Arriving at the film’s premiere at the BFI London Film Festival, where it was the closing gala, he told the PA news agency: “I felt the book was great.
“We were doing another script and I said, ‘Let me read I Heard You Paint Houses for research because I heard it’s so good, the character, this guy’s experience’.
“I read it and I said, ‘Marty, you’ve got to read this book’, and that is how it started.”
He added: “Me, Al, Joe Pesci, it was what we always wanted and we got it.”
Reflecting on what the film says about the process of ageing, De Niro replied: “I guess people get mellower.”
Pacino, who plays union boss Jimmy Hoffa, said it was a group reading of the script about four years into the project that made him believe the film might be a reality.
He told PA: “When they got it together and they started putting it together early, I think it was about 10 years ago.
“And once they started putting it together, you saw it evolving and it was well done, the script, the writing and Marty Scorsese together.
“You do know when you have a script that has got something.
“It’s Marty first and then it’s the script together and that started to happen and that took a while.
“We had a reading, three or four years into it, of the entire cast, with a lot of people there to take a look at it and that turned out to be a very fortunate thing that we did because it got the people together, galvanised it.”

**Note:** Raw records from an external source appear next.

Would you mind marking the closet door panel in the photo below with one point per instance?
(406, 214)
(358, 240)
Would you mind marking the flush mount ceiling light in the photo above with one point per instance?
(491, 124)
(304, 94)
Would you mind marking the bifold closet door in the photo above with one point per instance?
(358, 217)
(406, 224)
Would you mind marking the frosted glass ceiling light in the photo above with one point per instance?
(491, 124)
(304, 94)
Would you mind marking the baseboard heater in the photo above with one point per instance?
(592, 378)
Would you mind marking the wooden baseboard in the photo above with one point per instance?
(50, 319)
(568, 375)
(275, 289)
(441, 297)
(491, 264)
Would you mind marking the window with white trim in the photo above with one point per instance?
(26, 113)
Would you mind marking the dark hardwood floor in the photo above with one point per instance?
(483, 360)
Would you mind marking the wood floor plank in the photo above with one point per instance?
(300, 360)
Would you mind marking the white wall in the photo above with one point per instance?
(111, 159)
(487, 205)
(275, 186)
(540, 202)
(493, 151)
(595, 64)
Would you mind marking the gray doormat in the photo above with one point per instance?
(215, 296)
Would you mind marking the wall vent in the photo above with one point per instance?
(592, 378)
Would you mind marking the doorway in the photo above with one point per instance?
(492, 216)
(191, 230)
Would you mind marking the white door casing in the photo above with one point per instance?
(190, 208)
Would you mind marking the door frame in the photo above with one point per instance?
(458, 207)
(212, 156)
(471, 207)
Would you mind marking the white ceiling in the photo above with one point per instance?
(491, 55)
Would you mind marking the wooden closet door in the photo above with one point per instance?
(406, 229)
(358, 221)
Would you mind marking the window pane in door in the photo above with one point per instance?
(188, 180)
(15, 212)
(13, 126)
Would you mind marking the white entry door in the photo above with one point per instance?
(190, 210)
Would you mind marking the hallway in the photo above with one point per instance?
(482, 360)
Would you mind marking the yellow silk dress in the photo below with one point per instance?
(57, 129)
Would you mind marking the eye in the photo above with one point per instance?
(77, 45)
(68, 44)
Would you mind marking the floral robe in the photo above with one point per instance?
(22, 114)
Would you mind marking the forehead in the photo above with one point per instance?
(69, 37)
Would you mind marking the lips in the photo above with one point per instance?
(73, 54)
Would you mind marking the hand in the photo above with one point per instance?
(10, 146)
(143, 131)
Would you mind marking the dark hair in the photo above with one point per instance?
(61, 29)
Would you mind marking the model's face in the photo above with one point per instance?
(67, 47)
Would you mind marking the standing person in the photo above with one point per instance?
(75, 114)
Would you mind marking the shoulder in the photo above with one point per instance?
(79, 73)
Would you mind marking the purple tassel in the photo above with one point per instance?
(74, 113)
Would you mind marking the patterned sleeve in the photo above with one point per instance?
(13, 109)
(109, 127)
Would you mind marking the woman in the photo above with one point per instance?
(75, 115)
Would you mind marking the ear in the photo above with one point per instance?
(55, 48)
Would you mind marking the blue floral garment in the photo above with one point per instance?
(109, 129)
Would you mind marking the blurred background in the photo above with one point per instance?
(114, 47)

Keitel, who previously worked with Scorsese on films such as Mean Streets and Taxi Driver, plays mobster Angelo Bruno and said he saw the film as an combination of Scorsese’s previous works.
He said: “I think it has all the ingredients of every one of his films, about politics, about joy, about separation, there are a lot of similar themes to a lot of things he’s done.”
Discussing how it addresses the passage of time, he added: “That theme is so prevalent in every day life for me, everybody I know, the young going on and getting older, I’m smiling because it’s joyful to me, everybody dies.”
Meanwhile, This Is England star Stephen Graham, who plays mobster Anthony Provenzano, said he was blown away to work with his heroes.
He said: “It was amazing, it was absolutely unbelievable, these are absolute icons and legends and the most beautiful thing about it was there was no egos at all, they just took me under their wing and Marty created a wonderful atmosphere for us just to play.”
He added: “I think it’s that genre, all the other films he’s done, it’s an amalgamation of, and just beautiful storytelling and the fact that is spans over four decades or something like that and it was a joy to do.”